Diese Organisationen könnten Lettland, wo jeder dritte Einwohner russischer Herkunft ist, destabilisieren, warnen der den „Grünen/Bauernpartei“ angehörende Verteidigungsminister Raimonds Vejonis und der lettische Verfassungsschutz. Eine solche Gefahr vermag Andis Kudors vom lettischen Zentrum für Osteuropastudien nicht zu sehen: „Es gibt keine ethnischen Spannungen zwischen Letten und Russen“, sagt er. Russland und derartige Gruppen versuchten aber, Unzulänglichkeiten der lettischen Integrations- und Sozialpolitik auszunutzen.
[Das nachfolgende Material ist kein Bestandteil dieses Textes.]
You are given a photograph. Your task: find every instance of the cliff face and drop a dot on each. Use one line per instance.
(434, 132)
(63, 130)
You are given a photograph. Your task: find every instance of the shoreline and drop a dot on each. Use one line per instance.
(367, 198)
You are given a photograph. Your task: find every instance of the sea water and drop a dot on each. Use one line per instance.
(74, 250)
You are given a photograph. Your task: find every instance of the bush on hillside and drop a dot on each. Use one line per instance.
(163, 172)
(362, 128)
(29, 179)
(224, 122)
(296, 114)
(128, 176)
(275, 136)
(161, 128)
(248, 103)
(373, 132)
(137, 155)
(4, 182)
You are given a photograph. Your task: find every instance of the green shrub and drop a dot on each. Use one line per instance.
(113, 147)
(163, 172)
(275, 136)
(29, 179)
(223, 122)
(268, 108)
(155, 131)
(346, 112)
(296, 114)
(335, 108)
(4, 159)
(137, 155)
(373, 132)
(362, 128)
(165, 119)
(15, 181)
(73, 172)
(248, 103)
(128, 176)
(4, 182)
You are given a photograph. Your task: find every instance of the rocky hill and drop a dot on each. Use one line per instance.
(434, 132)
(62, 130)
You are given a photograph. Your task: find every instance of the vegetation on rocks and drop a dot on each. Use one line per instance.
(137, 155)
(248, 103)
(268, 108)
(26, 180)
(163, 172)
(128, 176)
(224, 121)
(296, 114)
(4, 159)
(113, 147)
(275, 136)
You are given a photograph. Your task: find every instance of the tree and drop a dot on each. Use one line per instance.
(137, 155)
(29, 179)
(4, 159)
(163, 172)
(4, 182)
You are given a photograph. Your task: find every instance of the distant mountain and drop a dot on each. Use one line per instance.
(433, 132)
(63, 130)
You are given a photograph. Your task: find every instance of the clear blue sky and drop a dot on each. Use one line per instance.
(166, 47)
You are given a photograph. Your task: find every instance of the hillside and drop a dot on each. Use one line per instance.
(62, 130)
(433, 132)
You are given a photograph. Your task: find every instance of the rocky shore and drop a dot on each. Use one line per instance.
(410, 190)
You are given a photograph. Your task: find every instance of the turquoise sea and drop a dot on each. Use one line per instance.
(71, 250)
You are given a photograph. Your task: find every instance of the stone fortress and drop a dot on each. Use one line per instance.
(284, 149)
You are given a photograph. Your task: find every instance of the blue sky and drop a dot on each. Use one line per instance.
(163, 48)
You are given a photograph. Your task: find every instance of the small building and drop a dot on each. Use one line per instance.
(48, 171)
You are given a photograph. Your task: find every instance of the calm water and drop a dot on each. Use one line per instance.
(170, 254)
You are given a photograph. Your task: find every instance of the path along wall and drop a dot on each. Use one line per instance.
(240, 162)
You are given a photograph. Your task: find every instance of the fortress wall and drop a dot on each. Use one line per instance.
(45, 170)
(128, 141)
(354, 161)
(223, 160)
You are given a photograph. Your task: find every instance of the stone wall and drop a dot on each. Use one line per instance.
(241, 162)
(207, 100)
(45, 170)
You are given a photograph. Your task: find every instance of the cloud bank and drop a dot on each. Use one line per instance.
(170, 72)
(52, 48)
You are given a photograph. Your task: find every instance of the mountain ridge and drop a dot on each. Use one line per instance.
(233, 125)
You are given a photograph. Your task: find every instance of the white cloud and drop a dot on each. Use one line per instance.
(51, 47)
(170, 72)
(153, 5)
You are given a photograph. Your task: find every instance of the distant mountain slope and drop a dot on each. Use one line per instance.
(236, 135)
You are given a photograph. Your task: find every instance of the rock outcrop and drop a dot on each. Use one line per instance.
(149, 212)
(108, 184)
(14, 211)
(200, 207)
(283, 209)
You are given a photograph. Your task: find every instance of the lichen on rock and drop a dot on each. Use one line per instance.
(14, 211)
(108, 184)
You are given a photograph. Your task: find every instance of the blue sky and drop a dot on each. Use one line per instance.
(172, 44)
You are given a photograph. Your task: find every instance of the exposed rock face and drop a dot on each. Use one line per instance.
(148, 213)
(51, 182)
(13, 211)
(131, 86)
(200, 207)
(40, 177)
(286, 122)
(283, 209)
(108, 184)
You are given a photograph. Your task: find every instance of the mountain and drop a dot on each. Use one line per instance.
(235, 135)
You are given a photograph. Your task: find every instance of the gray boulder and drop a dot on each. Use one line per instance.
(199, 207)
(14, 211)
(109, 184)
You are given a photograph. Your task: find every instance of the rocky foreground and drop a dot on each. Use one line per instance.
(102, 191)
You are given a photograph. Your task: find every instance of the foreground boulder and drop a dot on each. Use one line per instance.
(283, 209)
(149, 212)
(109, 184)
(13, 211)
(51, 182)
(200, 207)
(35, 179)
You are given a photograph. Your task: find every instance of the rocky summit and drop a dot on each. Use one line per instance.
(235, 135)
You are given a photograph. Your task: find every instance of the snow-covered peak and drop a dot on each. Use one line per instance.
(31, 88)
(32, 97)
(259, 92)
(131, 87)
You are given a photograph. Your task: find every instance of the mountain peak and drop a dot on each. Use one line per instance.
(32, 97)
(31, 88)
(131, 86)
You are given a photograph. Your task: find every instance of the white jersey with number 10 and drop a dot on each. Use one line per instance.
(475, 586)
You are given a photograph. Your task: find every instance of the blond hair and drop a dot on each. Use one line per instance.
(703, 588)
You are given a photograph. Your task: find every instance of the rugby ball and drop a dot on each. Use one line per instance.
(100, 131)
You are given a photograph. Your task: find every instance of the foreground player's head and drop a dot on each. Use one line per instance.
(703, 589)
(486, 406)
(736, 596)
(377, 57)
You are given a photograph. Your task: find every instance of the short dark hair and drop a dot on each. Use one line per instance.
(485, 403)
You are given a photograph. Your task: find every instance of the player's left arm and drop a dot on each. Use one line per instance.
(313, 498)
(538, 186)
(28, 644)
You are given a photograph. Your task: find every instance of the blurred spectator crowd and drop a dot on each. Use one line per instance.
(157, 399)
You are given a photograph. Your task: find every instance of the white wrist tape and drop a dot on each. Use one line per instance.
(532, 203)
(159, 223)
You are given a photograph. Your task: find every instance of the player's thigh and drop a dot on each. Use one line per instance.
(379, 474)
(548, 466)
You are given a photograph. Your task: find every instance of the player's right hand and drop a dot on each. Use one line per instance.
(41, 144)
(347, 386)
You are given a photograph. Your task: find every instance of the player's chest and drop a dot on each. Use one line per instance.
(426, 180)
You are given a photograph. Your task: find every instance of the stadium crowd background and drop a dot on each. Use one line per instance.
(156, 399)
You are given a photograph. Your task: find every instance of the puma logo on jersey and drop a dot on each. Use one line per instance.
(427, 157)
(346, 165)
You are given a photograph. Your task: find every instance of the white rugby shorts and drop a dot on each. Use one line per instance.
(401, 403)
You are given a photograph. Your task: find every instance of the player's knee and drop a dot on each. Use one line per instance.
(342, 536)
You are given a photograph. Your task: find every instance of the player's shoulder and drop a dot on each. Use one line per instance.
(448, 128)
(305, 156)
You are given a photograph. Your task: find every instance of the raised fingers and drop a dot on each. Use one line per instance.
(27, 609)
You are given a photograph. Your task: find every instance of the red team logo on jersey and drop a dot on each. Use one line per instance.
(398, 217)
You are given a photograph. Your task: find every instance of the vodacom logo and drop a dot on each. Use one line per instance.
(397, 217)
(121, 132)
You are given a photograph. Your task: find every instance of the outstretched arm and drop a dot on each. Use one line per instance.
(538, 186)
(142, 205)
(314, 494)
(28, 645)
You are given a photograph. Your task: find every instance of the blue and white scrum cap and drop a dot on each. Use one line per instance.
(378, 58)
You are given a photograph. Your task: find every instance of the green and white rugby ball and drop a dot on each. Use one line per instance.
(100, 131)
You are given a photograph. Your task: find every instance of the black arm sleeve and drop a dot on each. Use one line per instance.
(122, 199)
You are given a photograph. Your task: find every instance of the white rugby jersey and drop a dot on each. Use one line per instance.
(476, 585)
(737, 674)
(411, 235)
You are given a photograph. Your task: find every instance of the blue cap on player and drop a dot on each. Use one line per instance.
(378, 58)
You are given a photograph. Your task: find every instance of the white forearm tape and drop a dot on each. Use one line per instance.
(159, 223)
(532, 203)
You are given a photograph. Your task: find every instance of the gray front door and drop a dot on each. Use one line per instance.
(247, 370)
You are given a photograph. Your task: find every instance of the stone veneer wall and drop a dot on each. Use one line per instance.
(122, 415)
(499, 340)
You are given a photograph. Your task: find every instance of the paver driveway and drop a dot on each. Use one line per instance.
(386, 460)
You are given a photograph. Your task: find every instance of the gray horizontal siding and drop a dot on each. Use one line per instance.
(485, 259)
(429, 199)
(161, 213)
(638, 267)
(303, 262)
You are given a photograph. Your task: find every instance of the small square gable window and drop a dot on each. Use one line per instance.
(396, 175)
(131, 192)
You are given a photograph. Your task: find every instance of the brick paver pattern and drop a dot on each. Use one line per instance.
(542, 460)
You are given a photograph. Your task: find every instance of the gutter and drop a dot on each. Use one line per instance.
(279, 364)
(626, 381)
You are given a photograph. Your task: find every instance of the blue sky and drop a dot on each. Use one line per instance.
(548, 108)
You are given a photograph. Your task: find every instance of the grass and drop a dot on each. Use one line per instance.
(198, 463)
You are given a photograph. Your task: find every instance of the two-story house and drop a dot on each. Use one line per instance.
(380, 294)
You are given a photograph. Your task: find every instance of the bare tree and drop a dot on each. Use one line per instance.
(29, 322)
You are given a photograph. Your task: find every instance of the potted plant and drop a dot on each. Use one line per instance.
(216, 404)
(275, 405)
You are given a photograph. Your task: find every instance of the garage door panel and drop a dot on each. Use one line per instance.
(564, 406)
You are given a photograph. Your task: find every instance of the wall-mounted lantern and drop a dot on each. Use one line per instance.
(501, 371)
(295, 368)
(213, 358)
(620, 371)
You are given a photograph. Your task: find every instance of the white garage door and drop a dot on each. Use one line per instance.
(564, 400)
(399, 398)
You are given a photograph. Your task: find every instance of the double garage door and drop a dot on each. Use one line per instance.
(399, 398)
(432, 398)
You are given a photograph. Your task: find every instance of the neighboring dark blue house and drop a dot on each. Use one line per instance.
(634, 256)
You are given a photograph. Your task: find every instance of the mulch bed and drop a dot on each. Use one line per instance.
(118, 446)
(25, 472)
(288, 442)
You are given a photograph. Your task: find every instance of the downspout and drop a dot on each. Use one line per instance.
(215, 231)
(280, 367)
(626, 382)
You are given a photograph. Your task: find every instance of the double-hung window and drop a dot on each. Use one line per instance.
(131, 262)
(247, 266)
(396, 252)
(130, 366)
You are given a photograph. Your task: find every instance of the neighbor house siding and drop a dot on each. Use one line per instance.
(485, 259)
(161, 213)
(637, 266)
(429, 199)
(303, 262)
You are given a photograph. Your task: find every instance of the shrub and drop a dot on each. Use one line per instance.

Statt an der Aggressionsspirale zu drehen, einen höheren Militäretat zu fordern und den Rüstungskonzernen das Geld in den Rachen zu werfen, wäre es besser in der Sozialpolitik aufgehoben, meint das oppositionelle linke Harmonie-Zentrum, die stärkste Parlamentspartei. Diese Einschätzung trifft die Stimmung eines Großteils der Bevölkerung wohl eher als die Falken. So floppt auf ManaBalss, einer Internetpetitionsplattform, die Forderung nach Nato-Basen gewaltig. Binnen drei Monaten begeisterten sich dafür nur 670 Wahlberechtigte.